WHAT BECOMES OF THE SHOOTING STARS.
When we throw a lump of coal on the fire, all that is soon left is a little pinch of ashes, and the rest of the coal has vanished. You might think it had been altogether annihilated, but that is not nature’s way. Nothing is ever completely destroyed; it is merely transformed or changed into something else. The greater part of the coal has united with the oxygen which it has obtained from the air, and has formed a new gas, which has ascended the chimney. Every particle that was in the coal can be thus accounted for, and in the act of transformation heat is given out.
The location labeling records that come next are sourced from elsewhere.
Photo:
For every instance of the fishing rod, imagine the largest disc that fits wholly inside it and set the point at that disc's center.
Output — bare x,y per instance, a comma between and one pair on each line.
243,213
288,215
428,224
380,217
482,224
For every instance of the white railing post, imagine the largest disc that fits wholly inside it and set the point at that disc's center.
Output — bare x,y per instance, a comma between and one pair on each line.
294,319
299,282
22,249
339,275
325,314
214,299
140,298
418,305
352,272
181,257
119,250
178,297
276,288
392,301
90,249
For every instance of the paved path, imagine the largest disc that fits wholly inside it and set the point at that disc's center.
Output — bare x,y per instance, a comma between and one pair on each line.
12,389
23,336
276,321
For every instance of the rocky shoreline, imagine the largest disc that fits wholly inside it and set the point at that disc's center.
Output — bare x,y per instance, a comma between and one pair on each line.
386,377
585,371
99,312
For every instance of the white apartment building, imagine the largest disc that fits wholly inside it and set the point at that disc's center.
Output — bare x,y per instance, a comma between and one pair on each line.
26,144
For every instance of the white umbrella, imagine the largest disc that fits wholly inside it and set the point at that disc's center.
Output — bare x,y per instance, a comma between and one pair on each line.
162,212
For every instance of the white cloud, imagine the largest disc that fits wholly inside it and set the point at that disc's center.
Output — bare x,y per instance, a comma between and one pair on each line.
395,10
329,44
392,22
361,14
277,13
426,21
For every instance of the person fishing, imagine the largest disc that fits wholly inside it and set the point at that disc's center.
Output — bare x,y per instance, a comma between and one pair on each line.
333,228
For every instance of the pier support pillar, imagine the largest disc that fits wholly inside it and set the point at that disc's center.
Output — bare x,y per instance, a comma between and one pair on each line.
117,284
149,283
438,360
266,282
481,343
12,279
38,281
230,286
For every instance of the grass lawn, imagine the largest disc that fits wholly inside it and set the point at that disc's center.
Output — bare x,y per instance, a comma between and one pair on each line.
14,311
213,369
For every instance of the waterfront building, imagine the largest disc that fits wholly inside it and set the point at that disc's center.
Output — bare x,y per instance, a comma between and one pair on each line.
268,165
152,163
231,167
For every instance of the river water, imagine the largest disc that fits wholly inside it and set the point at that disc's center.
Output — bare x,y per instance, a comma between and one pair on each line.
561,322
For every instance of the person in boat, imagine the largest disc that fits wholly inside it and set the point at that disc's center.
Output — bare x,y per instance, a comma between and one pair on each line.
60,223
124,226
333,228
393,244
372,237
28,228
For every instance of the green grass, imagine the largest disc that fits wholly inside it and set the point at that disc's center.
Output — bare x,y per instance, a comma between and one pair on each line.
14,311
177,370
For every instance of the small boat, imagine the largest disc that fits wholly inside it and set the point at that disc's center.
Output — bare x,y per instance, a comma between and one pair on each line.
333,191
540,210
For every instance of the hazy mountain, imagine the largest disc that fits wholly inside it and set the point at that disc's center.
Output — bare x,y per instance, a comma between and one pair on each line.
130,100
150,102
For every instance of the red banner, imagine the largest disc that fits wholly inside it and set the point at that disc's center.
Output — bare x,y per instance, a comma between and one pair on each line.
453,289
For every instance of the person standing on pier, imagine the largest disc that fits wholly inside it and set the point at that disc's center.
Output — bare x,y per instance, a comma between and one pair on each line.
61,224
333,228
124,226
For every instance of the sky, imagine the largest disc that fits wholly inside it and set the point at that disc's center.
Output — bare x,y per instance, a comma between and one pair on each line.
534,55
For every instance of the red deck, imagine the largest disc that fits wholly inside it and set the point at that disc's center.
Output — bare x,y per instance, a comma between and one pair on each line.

A meteor also becomes transformed, but the substance it contains is not lost, though it is changed into glowing vapors. It is known that with heat enough any substance can be turned into vapor, just as water can be boiled into steam. Look at an electric light flashing between two pieces of carbon. Though carbon is one of the most difficult substances to melt, yet such is the intense heat generated by the electric current that the carbon is not only melted, but is actually turned into a vapor, and it is this vapor glowing with heat that gives us the brilliant light. In a similar manner iron can be rendered red-hot, white-hot, and then boiled and transformed into an iron vapor, if we may so call it. There is, indeed, plenty of such iron vapor in the universe. Quantities of it surround the sun and some of the stars.